At the end of the day, William was an intellectual craftsman (a disposition perhaps encouraged by his father who was, he once told me, an interior decorator for movie starts in Hollywood). You really understood William when you looked at his hands, and the way he held them—open, partially outstretched, always turned upwards. As if they were an extension of his very essence, he understood that he was crafting ideas, molding and shaping them to better make sense of reality and the God to Whom we all owed allegiance and who alone could help us make sense of complexity. He was, true to his craft, a perfectionist as well as insatiably curious about everything, and extremely attentive to small details (in the exploratory sense). But he was a craftsman who also helped craft others, and so as a mentor he extended himself so generously to people like me.
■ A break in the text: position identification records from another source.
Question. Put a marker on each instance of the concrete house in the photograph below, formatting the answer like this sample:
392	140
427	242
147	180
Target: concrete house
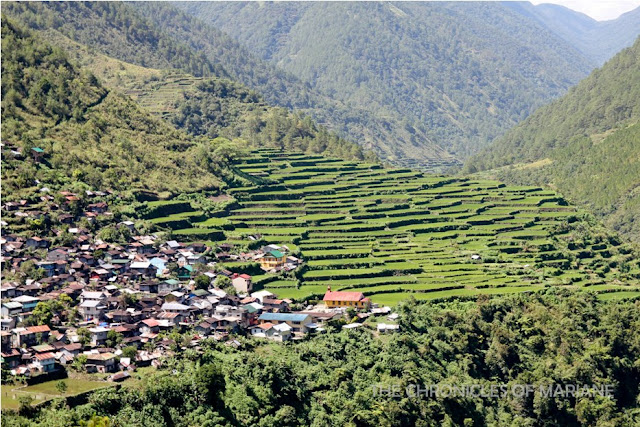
242	283
298	322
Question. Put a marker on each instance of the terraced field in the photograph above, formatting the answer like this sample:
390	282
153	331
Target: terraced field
392	233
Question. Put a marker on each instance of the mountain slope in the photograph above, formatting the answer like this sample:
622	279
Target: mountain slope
587	144
91	137
219	55
466	72
211	106
598	41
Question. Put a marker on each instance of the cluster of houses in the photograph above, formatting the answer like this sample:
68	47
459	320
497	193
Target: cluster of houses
135	295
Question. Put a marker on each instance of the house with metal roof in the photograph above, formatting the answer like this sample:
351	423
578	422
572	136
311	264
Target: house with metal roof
297	321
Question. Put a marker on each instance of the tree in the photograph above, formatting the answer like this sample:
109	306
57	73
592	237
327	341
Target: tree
61	386
25	401
202	282
222	281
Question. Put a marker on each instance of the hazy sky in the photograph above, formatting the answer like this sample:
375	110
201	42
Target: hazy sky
601	10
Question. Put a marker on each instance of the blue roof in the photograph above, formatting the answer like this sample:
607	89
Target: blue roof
283	317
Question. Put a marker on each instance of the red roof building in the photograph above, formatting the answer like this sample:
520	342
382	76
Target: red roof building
346	299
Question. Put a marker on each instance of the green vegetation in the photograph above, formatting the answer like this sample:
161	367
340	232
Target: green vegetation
89	136
212	107
585	144
444	78
394	233
553	337
47	390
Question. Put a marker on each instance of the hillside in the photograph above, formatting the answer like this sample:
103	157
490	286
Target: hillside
177	41
211	106
90	136
585	144
598	41
395	233
346	378
465	72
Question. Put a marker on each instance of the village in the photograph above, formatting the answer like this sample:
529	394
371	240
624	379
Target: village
109	308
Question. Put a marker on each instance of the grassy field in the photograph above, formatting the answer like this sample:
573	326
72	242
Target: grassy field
47	390
392	233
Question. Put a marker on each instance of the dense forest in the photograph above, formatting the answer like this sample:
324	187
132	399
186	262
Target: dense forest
585	144
89	136
557	337
596	40
466	73
222	108
174	40
450	100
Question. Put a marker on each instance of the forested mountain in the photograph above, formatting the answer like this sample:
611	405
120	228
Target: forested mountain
586	144
467	72
207	51
90	136
597	40
557	338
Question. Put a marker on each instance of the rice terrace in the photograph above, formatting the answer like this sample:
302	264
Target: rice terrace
394	233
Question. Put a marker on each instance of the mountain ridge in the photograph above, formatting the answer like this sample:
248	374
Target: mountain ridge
589	139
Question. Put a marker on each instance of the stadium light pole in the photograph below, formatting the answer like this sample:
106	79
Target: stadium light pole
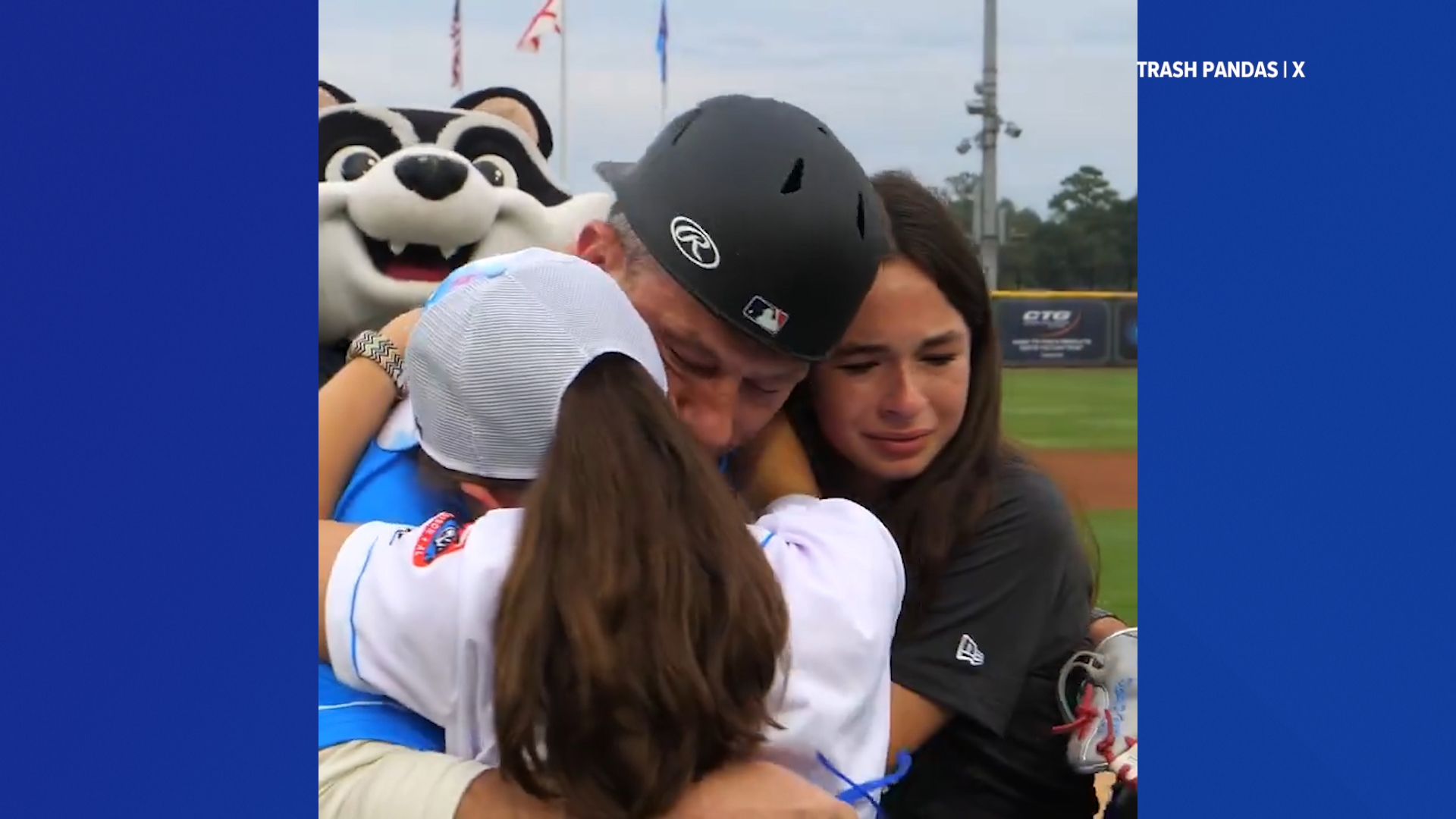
989	228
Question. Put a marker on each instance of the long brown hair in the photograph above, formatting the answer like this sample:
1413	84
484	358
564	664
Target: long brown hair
641	627
943	506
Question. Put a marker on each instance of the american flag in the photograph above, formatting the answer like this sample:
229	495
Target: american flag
456	58
545	22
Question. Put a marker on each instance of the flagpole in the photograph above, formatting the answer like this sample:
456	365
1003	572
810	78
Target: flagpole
561	24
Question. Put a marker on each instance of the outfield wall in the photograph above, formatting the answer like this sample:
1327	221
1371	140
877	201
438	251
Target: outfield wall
1066	328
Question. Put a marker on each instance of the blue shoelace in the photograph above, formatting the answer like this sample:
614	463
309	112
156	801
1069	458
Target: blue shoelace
867	792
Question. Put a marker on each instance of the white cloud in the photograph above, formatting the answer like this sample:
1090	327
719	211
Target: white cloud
890	77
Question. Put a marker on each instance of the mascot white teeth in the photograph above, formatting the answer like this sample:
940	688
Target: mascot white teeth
410	194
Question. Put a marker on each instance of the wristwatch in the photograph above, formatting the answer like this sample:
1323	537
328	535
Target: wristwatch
383	353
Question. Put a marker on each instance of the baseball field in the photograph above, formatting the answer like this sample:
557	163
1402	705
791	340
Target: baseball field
1082	426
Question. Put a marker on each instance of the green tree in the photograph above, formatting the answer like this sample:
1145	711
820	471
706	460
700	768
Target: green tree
1088	240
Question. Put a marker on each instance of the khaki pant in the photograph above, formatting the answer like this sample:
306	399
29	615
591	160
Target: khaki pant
376	780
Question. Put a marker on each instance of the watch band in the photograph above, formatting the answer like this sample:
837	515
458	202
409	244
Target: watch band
383	353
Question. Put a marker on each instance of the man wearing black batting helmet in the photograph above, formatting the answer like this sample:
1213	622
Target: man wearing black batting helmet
747	237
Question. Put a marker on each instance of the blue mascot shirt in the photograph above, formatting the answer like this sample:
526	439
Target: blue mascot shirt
384	487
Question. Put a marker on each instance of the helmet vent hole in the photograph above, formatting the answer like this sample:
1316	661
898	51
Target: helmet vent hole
795	180
688	120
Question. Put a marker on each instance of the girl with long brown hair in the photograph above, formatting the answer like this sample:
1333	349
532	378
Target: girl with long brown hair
905	417
607	630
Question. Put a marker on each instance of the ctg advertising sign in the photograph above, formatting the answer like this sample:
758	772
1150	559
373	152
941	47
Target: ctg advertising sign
1055	331
1128	331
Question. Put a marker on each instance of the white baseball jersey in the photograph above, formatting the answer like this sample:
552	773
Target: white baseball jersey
411	613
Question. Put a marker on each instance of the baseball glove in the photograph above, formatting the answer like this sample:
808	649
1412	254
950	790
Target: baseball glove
1103	726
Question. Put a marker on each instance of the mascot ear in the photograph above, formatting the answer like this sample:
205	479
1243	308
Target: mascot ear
331	95
514	105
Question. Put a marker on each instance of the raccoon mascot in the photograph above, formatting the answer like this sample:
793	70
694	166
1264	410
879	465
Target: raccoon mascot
410	194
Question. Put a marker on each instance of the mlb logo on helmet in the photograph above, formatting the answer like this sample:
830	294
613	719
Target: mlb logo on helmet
440	537
465	275
761	312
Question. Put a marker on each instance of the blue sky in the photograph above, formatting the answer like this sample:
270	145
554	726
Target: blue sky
889	77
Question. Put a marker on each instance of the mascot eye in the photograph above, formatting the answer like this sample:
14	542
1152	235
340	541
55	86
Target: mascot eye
497	171
350	164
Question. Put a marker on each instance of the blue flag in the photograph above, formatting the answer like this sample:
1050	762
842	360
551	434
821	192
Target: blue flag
661	42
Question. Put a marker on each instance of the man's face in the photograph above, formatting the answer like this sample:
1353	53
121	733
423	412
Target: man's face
726	385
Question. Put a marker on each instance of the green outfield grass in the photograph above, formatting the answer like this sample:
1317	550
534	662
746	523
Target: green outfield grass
1117	538
1092	409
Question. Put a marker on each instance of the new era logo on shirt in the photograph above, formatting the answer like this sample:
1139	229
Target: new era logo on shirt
968	651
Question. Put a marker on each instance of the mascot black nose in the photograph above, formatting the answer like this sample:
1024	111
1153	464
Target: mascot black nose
431	177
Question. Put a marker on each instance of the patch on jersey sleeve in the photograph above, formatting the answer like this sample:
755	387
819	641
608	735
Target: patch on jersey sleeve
437	538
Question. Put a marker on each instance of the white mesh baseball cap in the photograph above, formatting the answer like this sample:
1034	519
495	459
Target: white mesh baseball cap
497	347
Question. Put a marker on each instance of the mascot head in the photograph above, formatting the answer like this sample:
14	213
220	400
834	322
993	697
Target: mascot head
410	194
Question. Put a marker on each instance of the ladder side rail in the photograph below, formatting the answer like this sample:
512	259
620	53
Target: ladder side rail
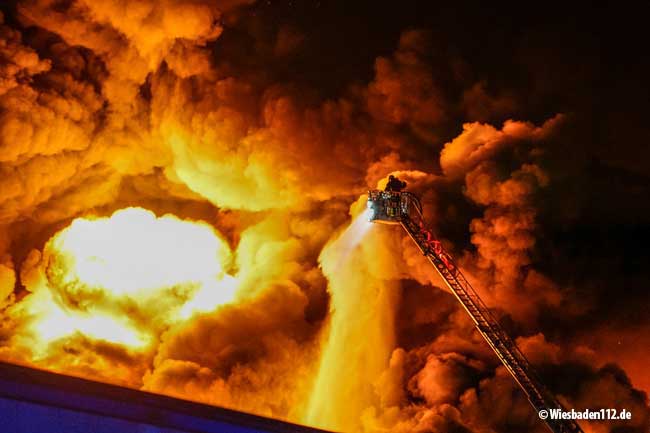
505	348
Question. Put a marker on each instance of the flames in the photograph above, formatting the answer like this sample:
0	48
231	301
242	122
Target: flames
121	279
176	218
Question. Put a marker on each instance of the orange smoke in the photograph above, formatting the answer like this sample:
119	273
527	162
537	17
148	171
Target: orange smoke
175	218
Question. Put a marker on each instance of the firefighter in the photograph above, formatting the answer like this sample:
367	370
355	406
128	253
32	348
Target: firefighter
394	184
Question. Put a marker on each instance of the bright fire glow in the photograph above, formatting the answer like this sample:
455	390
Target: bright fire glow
105	278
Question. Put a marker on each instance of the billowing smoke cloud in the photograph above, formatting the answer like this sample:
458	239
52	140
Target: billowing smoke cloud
306	313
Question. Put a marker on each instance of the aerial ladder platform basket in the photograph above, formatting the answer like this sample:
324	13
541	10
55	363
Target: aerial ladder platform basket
403	208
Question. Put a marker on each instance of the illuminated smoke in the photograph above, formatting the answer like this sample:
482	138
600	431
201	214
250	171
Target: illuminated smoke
176	220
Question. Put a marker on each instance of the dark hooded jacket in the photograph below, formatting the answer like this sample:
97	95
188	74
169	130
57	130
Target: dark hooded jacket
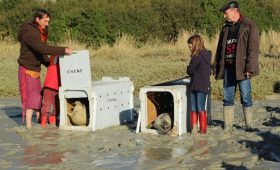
199	69
33	51
247	51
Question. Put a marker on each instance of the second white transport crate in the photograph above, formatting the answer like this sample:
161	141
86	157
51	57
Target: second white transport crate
108	101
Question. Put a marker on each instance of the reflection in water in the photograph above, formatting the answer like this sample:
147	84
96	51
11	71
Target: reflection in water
200	148
34	155
158	154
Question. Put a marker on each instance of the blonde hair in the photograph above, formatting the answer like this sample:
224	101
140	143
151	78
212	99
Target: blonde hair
197	44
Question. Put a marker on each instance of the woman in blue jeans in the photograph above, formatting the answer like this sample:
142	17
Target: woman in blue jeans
199	69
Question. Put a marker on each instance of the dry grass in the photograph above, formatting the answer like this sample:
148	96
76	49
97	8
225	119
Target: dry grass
151	63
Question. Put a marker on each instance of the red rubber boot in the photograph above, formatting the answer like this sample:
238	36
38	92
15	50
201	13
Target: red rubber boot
193	118
52	119
43	121
203	122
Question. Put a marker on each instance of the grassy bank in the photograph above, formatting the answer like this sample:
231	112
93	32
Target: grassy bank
149	63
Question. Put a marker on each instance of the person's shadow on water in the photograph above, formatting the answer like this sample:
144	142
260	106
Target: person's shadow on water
13	113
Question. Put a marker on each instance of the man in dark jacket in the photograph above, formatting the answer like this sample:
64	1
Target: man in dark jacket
236	61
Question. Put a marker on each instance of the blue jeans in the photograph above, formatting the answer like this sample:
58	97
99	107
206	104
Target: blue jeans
230	84
198	100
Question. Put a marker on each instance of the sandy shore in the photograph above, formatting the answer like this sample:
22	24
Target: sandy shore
119	147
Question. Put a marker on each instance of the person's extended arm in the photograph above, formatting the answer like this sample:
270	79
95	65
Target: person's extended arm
192	65
252	51
33	40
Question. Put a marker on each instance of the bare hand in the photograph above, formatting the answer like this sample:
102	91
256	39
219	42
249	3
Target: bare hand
247	75
68	51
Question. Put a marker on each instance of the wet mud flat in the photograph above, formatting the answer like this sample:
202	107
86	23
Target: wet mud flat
119	147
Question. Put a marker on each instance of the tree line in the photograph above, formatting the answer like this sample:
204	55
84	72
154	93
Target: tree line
94	22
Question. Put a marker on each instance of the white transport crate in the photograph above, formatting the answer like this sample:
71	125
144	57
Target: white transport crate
108	101
172	97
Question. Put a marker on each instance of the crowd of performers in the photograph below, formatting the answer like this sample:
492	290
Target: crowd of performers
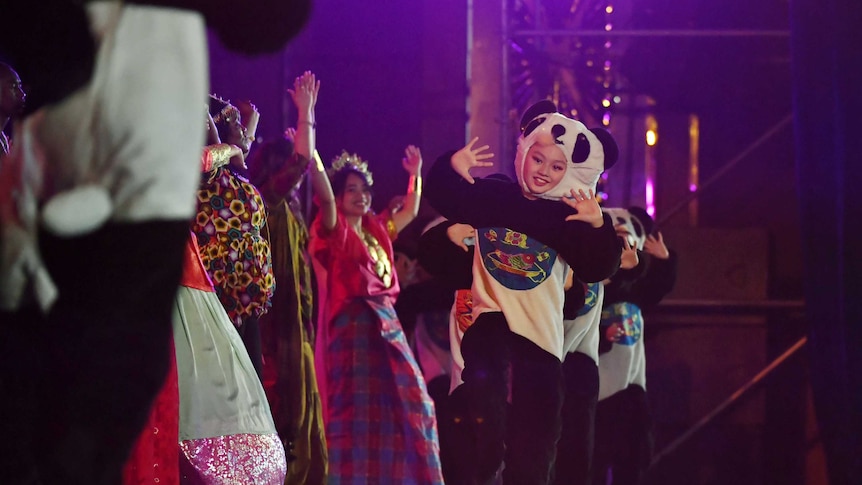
169	324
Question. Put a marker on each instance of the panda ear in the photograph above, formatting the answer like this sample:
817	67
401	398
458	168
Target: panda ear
544	106
581	150
612	151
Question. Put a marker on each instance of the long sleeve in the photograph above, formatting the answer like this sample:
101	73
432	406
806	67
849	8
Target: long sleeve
593	253
445	261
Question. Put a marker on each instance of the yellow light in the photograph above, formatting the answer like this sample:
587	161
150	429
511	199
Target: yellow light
651	137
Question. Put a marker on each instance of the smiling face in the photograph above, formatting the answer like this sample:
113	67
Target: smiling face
355	199
544	167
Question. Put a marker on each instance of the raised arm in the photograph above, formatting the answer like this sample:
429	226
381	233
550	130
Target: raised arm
304	94
412	163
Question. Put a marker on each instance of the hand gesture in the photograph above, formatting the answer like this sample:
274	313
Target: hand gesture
304	92
654	246
629	257
396	204
587	206
468	157
459	232
412	161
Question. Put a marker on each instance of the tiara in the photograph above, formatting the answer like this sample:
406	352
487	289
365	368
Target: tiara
352	161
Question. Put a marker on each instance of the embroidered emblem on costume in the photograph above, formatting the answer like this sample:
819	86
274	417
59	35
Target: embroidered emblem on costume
591	296
628	316
515	260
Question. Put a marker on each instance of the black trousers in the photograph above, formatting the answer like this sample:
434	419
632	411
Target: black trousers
624	438
90	369
575	448
523	434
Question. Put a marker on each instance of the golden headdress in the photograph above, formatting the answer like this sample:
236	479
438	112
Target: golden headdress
354	162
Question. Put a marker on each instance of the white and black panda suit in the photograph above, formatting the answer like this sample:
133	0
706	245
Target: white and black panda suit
524	251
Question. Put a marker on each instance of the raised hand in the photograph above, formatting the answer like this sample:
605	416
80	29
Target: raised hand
460	233
468	157
629	256
248	112
304	92
412	161
654	246
587	206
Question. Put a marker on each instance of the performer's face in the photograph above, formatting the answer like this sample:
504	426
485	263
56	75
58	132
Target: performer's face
356	198
544	167
12	94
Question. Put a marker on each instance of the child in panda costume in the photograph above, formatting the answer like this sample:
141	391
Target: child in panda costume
526	241
623	436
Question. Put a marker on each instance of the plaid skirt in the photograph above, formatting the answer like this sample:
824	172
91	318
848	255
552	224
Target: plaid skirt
380	423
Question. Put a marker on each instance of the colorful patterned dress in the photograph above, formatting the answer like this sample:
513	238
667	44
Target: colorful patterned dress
380	422
226	432
229	225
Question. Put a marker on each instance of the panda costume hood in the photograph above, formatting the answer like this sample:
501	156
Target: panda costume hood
588	152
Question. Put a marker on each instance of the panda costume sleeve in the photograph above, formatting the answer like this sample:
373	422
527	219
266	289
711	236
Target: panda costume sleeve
524	247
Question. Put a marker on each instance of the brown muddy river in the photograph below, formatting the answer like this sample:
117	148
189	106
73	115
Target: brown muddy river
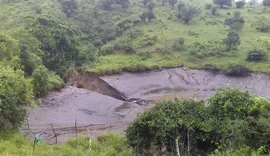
100	109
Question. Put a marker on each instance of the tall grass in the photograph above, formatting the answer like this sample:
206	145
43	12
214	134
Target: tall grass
13	144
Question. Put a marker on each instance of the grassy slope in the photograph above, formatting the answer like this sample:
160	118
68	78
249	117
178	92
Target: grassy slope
12	144
170	30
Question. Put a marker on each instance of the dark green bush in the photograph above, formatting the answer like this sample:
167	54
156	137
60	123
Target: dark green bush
179	44
240	4
236	69
262	24
256	55
144	55
107	49
208	6
148	41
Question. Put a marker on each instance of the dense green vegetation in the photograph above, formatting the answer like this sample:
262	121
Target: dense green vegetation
231	121
12	144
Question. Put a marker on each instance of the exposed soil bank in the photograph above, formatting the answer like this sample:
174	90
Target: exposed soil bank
110	103
92	82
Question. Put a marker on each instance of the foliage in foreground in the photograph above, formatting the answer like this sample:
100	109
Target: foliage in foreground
12	144
229	121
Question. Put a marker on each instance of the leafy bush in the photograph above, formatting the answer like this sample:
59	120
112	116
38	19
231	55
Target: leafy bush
232	40
240	4
15	93
208	6
262	24
125	46
106	49
256	55
179	44
266	2
148	41
45	80
221	3
228	121
144	55
187	13
235	69
214	11
235	23
210	49
13	144
211	67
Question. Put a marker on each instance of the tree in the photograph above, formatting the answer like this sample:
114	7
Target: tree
172	3
147	15
214	11
70	8
188	13
59	41
124	3
256	55
164	2
236	23
167	122
145	2
265	42
266	2
232	40
262	24
240	4
181	5
221	3
151	6
15	94
107	4
41	81
30	54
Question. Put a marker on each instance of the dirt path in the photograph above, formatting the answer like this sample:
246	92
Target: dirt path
104	111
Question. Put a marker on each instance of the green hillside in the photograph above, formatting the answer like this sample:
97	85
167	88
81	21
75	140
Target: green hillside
41	40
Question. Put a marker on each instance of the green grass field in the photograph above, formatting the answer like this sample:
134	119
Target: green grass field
171	29
13	144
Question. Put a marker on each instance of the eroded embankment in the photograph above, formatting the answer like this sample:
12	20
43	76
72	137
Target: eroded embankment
100	103
93	82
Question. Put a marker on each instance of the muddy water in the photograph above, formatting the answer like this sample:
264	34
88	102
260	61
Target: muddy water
97	113
184	82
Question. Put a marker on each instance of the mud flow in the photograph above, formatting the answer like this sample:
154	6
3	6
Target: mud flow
111	103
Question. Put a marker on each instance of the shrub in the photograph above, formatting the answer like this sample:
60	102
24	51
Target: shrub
262	24
148	41
232	40
214	11
236	69
179	44
256	55
235	23
188	13
210	49
211	67
106	49
240	4
16	92
208	6
145	55
44	81
266	2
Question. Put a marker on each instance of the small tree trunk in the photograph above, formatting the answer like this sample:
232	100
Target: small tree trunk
188	143
177	146
163	150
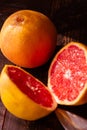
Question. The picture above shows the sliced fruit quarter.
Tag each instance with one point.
(23, 95)
(67, 76)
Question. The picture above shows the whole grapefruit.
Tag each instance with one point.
(28, 38)
(23, 95)
(67, 78)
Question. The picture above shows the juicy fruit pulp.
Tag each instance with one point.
(24, 95)
(32, 38)
(68, 74)
(30, 86)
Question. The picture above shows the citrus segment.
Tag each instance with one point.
(24, 95)
(28, 38)
(68, 74)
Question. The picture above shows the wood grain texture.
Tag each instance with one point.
(69, 18)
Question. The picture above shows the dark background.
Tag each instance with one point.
(69, 17)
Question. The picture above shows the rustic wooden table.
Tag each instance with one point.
(69, 18)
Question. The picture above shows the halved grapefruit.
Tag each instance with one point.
(67, 77)
(24, 95)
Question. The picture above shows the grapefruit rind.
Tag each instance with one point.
(82, 97)
(34, 35)
(18, 103)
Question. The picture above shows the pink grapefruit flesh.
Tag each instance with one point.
(24, 95)
(68, 73)
(30, 86)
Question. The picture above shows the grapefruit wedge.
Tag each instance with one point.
(23, 95)
(67, 77)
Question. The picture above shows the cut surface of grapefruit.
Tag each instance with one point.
(24, 95)
(67, 78)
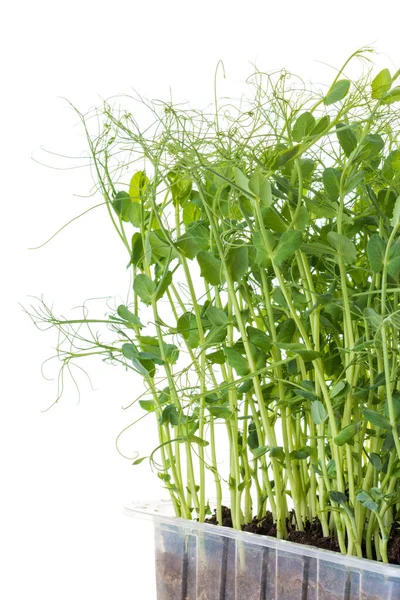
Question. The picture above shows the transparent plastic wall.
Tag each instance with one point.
(195, 561)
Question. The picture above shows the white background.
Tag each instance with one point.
(63, 484)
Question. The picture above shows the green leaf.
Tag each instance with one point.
(346, 137)
(391, 166)
(160, 245)
(318, 412)
(139, 460)
(260, 339)
(371, 505)
(304, 124)
(381, 84)
(337, 92)
(299, 349)
(375, 320)
(170, 415)
(321, 125)
(137, 186)
(394, 259)
(343, 246)
(216, 316)
(128, 316)
(377, 419)
(220, 412)
(285, 156)
(347, 434)
(376, 461)
(210, 267)
(216, 358)
(242, 182)
(331, 181)
(237, 262)
(144, 287)
(188, 245)
(162, 287)
(337, 389)
(338, 497)
(392, 96)
(300, 454)
(187, 327)
(121, 204)
(237, 361)
(148, 405)
(191, 213)
(331, 469)
(363, 496)
(252, 436)
(181, 186)
(372, 145)
(262, 258)
(194, 439)
(354, 181)
(289, 242)
(277, 452)
(396, 213)
(261, 187)
(286, 331)
(130, 351)
(376, 248)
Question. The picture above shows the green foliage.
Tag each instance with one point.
(263, 254)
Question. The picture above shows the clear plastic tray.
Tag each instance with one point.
(198, 561)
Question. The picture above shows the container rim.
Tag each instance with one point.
(162, 512)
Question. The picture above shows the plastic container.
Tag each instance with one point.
(198, 561)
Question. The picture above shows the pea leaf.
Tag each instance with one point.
(304, 124)
(381, 84)
(262, 257)
(286, 331)
(338, 497)
(289, 242)
(210, 267)
(237, 262)
(318, 412)
(163, 285)
(376, 248)
(376, 461)
(144, 287)
(339, 387)
(128, 316)
(220, 412)
(237, 361)
(148, 405)
(331, 181)
(321, 125)
(347, 434)
(261, 187)
(216, 316)
(130, 351)
(260, 339)
(137, 186)
(337, 92)
(392, 96)
(343, 246)
(377, 419)
(242, 182)
(346, 137)
(187, 327)
(396, 213)
(373, 318)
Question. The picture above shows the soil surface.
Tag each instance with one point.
(311, 536)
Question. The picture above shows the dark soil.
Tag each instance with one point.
(311, 536)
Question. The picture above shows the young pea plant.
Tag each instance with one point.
(263, 243)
And not only me and my students. My wife Susan’s first memory of him is the time that he came over to our house to help our young sons at the time (all under the age of 10) discover the wonders of a solar eclipse. He was mentoring others into the wonders of discovering God’s second book, nature.
One of the themes developed so well among Dutch Reformed thinkers is the concept of common grace, that is, the reality that God extends grace to all human beings even as they may reject the grace He has made available for our salvation. That meant that evangelicals like him valued conversation with campus minsters at odds with our view of reality. So, when he joined the Council of Religious Advisors (CRA) at the University of Minnesota in the 1980s, he expected that their arms would be as open as his to his fellow evangelicals. Even when more liberal members of the CRA eventually came to rue his welcome to evangelicals and split off to form a rival campus minsiterium, Bill, ever the bridge-builder, still maintained relationships with them. His was an incorrigibly generous spirit.
As the Christian study center movement develops momentum, William will be remembered as the founder of the third oldest Christian study center in the USA. I will, however, remember him as the gracious mentor who helped me cultivate and develop a fully formed Christian worldview that made sense of reality. And for that, my students and I will be eternally grateful.
William Monsma passed into the presence of Jesus Christ on Monday, June 15. His memorial service at Hope Presbyterian Church of Richfield dis scheduled for 11 am on July 10.